Newspapers issued in Baghdad today, Thursday, October 5, followed the political and economic implications of dollar smuggling, and the Central Bank’s decisions regarding the dollar and foreign transfers.

Al-Sabah newspaper, issued by the Iraqi Media Network, said: “Specialists in financial and economic affairs have warned that the issue of dollar smuggling carries a political connotation, in addition to the economic dimension, and that influential parties stand behind its continuation.”

In this regard, it referred to the rapporteur of the Parliamentary Finance Committee for the fourth session, Dr. Ahmed Al-Saffar: as saying “The funds smuggled outside Iraq are very large, and what was recovered is perhaps less than 1% of the volume of funds accumulated outside Iraq, which belong to influential parties and were invested in giant projects that benefited the host countries,” stressing that “this matter requires a strong will on the part of the Iraqi government and a policy, organization, and committees through which coordination is made with those countries that must cooperate to recover these funds, which are, in most cases, benefiting from their presence, and thus recovery process is difficult.

Regarding dollar smuggling, Al-Saffar said: “The dollar smuggling process is a political, economic and financial process, and the main factor that prevents the recovery of the dinar’s price is the political factor. Iraq has become an arena for conflicts, interests and political conflict between countries that form entities that agree with American interests and others that are punished and prohibited economically from the circulation of the dollar, because this is a sovereign process for Washington, and there is a conflict between America and these regional countries that have a commercial, economic, political and social relationship with Iraq,” indicating that “if the political solution is achieved, the official dollar exchange rate can be restored, and the other factor is smuggling the dollar represents the structural imbalance of the Iraqi economy in light of the absence of a real domestic product, and the country’s dependence on importing all of its needs by 95%, which are paid in dollars.”

For his part, the head of the Regional Center for Studies, Ali Al-Sahib, indicated in an interview with Al-Sabah that “although the Federal Integrity Commission was able, within one month, to recover approximately (219) billion Iraqi dinars, the smuggling of dollars abroad has reached levels exceeding $600 billion since 2003.”

He pointed out that “the Integrity Commission, with its new administration, was able to manage the file with good steps and recovered to the Iraqi treasury about 300 billion Iraqi dinars from corruption files at home, but what remains important, even more important, is the amount of money looted and smuggled abroad, which figures indicate that it is around 600 billion dollars.”

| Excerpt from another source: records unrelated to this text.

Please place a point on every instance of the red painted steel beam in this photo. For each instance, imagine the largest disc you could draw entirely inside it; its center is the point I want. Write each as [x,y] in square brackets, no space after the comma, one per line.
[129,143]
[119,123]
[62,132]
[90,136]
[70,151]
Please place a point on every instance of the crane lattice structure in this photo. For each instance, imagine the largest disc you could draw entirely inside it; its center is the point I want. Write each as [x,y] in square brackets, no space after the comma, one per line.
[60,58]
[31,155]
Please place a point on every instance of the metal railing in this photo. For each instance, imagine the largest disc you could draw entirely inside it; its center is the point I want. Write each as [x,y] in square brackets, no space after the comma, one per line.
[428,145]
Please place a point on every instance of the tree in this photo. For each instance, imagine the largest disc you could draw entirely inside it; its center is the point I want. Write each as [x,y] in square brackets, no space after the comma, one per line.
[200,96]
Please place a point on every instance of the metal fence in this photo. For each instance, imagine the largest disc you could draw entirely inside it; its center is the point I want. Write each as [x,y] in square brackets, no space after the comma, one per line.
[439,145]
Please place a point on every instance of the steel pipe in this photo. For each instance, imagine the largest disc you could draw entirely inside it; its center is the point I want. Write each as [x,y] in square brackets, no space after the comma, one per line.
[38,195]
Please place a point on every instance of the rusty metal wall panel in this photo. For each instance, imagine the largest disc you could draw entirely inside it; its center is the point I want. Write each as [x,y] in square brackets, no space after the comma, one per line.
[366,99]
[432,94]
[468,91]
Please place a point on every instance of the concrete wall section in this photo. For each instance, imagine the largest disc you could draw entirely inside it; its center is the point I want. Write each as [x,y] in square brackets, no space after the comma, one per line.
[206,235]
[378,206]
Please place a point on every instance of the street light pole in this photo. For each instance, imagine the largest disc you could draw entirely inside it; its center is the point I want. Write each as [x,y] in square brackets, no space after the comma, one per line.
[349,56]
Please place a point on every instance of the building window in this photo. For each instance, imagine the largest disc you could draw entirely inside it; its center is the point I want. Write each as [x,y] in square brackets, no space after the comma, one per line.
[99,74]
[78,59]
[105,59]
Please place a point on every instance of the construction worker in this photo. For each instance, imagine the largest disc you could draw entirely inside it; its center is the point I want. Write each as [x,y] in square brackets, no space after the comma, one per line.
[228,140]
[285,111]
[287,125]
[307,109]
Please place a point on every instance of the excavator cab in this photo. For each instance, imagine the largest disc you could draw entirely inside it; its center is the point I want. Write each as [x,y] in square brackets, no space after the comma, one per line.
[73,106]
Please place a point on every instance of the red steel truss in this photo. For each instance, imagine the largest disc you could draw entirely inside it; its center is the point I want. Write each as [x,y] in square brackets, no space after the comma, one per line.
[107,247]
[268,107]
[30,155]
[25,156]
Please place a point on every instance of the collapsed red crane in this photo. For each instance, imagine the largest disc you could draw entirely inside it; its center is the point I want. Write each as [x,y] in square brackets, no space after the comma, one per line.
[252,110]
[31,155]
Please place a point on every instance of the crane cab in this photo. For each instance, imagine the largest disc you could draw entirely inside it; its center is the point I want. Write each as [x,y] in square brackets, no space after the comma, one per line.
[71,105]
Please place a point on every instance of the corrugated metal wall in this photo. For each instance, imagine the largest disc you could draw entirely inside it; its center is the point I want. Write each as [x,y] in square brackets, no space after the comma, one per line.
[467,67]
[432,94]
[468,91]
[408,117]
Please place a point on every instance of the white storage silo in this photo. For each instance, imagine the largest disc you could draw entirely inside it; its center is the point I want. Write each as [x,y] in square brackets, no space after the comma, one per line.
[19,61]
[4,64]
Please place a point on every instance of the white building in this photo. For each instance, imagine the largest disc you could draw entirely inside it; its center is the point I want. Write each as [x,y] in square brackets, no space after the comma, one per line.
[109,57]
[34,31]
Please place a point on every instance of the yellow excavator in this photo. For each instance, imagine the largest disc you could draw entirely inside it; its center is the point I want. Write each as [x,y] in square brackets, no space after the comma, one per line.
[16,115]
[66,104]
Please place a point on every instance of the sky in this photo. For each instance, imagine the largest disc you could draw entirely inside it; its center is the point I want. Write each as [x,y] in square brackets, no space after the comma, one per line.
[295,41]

Al-Zawraa newspaper, which is published by the Iraqi Journalists Syndicate, followed the Central Bank’s decisions regarding the dollar and foreign transfers.

It quoted economic expert Safwan Qusay as saying that: “The Central Bank of Iraq is trying to adopt the Iraqi dinar to sell all types of goods within the Iraqi borders, and this restores the prestige of the Iraqi dinar,” stressing the need for all regulatory agencies to cooperate with this policy, because the monetary authority is the one that has the power to regulate trade transactions in the country’s currency.

He added: “The Central Bank is trying to organize the external financial transfer process through the electronic platform, and also whoever requests the transfer to any currency in the world for the purposes of purchase, import, tourism, treatment, study, and any legitimate purpose whose owner possesses real documents gets any currency in the world that he wishes to transfer to it, provided that the supplier of this commodity is known and not subject to sanctions, as well as the ability of the Iraqi bank to transfer funds to the correspondent bank.”

He pointed out: “The process of consolidating financial transfers will lead to increasing the ability of Iraqi banks to attract international capital, and thus move the compass of global investment towards the Iraqi land,” stressing that “monetary policy is moving in this direction, although there is a need to support monetary policy by all types of businessmen according to their levels, because continuing to demand the dollar from the informal market and also trying to bring goods into Iraq in an irregular way has exhausted the Iraqi economy, and everyone should be aware of the inability to obtain the dollar for informal purposes, and gradually the dollar will become scarce from the informal market, and they will not find any hard currency in the informal market.”